The Devil’s eyes narrowed.

“He eats and he sleeps like a human as well,” she continued bravely, hope rising in her chest. “How is he not a human?”

“He does not draw breath like a human,” the Devil snapped.

Faith’s eyes widened and she saw that she had lost, for the Hellequin had never drawn breath the entire time she’d ridden with him.

Faith turned to the Hellequin, her eyes swimming in tears, and stood upon tiptoe to place her palms on either side of his black face. “I’m sorry,” she whispered. “I’m sorry.”

And she laid her mouth on his and with a kiss blew air from her lungs into his.

The Devil shrieked in rage and around Faith and the Hellequin a roaring wind began to spin. The wind rose, spinning higher and faster until all Faith could do was close her eyes and cling to the Hellequin.

Then the wind was gone and she opened her eyes to find that it was night and they both stood on the crossroads where her beloved had breathed his last breath. The Hellequin was making an odd rasping sound. He clutched his side and fell to his knees.

Faith knelt beside him, alarmed. “What is wrong?” “Nothing,” he said. “It hurts to draw breath after a millennia of stillness.”

He threw back his head and laughed—and unlike the Devil his laughter sounded warm and alive.

The Hellequin drew Faith into his arms. “Dearest, you have given me food, drink, and sleep. You have made my heart beat and breathed life into my dead lungs. You have outwitted the Devil and saved me from Hell, a thing I have never seen before. I am not a good man like your beloved, but if you will take me as husband, I will spend the rest of my mortal life learning how to make you love me.” Faith smiled. “I love you already, for you would have given your own immortal soul simply to free my beloved’s—and to please me.”

And she pulled his head down and gave him the first of many kisses as a mortal man.

—From The Legend of the Hellequin

THREE MONTHS LATER…

As Lady Penelope Chadwicke’s companion, Artemis had witnessed many ill-advised ideas. There had been the time Penelope had decided to take over the Home for Unfortunate Infants and Foundling Children—and had been pelted with cherry pits. Once Penelope had tried to start a fashionable craze by using a live swan as an accessory—who knew how irritable swans were? Then there had been the debacle involving the shepherdess costume and the sheep. A year later the scent of wet wool still made Artemis flinch.

But—hissing swans notwithstanding—Penelope’s ideas weren’t usually dangerous.

This one, however, might very well get them killed.

“We’re in St. Giles and it’s dark,” Artemis pointed out with what she hoped was a persuasive tone.

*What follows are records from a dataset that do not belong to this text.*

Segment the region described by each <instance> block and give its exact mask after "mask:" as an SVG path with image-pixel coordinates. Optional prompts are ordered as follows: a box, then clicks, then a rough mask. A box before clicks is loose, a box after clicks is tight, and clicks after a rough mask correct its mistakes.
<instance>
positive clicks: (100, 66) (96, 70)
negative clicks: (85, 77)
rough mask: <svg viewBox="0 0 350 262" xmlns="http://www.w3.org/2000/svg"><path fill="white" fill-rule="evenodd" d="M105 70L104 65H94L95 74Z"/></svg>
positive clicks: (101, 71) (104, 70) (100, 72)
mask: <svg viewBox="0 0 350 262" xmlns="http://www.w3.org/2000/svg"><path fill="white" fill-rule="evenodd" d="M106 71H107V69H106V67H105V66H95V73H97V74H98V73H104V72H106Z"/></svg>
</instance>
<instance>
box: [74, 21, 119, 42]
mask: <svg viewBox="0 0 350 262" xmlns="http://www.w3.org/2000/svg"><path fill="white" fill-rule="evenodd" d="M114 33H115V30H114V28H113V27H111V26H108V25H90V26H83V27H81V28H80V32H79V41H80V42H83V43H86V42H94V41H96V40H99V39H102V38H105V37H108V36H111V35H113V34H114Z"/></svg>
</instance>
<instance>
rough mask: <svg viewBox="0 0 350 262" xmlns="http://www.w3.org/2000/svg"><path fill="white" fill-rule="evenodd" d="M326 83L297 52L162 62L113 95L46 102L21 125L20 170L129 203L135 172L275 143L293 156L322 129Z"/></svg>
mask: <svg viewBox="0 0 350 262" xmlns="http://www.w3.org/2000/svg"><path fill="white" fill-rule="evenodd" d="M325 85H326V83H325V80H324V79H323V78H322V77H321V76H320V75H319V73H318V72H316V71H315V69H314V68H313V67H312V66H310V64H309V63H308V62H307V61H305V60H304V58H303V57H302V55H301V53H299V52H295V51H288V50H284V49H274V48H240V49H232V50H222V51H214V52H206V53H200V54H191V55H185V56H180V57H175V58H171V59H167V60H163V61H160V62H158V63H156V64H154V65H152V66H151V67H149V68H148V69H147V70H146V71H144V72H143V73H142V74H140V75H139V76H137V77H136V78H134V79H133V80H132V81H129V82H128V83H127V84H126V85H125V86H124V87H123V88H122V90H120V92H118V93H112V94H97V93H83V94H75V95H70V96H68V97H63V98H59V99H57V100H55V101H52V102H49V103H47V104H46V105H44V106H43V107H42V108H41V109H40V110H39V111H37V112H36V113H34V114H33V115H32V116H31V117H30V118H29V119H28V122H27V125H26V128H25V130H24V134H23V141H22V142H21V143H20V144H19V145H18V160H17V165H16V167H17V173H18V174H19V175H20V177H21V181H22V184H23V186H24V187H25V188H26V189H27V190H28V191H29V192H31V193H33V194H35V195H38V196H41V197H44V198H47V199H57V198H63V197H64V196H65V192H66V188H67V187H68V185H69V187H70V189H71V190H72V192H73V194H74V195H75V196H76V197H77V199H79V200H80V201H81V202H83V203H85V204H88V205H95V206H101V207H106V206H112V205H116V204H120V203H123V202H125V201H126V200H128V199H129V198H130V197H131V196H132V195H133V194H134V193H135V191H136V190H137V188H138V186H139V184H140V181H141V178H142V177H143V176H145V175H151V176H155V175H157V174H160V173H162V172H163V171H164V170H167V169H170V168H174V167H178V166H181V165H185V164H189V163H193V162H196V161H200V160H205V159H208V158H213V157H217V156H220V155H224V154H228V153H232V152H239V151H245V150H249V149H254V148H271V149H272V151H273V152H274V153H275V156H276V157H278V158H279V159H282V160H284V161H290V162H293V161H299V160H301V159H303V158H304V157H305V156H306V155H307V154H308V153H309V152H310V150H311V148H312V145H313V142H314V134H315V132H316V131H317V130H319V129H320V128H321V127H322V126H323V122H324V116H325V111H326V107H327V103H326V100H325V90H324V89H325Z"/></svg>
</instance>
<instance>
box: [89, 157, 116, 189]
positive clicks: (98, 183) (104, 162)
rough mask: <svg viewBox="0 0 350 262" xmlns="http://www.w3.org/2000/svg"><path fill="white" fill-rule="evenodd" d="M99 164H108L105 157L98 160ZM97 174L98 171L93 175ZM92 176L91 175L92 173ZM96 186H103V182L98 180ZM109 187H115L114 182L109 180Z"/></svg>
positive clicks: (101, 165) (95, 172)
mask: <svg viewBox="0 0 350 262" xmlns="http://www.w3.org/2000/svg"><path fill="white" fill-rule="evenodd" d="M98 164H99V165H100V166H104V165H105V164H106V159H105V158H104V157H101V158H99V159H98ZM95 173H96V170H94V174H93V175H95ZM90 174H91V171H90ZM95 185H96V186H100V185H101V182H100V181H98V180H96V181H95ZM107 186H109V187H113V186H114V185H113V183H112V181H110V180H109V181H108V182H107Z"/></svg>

The street they were on was deserted, the tall houses on either side looming in a rather sinister manner. “I do think that fulfills the letter of your wager with Lord Featherstone, don’t you? Why don’t we go home and have some of those lovely lemon curd tarts that Cook made this morning?”

“Oh, Artemis,” Penelope said with that disparaging tone that Artemis had really come to loathe, “the problem with you is that you have no sense of adventure. Lord Featherstone won’t hand over his jeweled snuffbox unless I buy one of those awful tin cups of gin at precisely midnight and drink it in St. Giles, and so I shall!”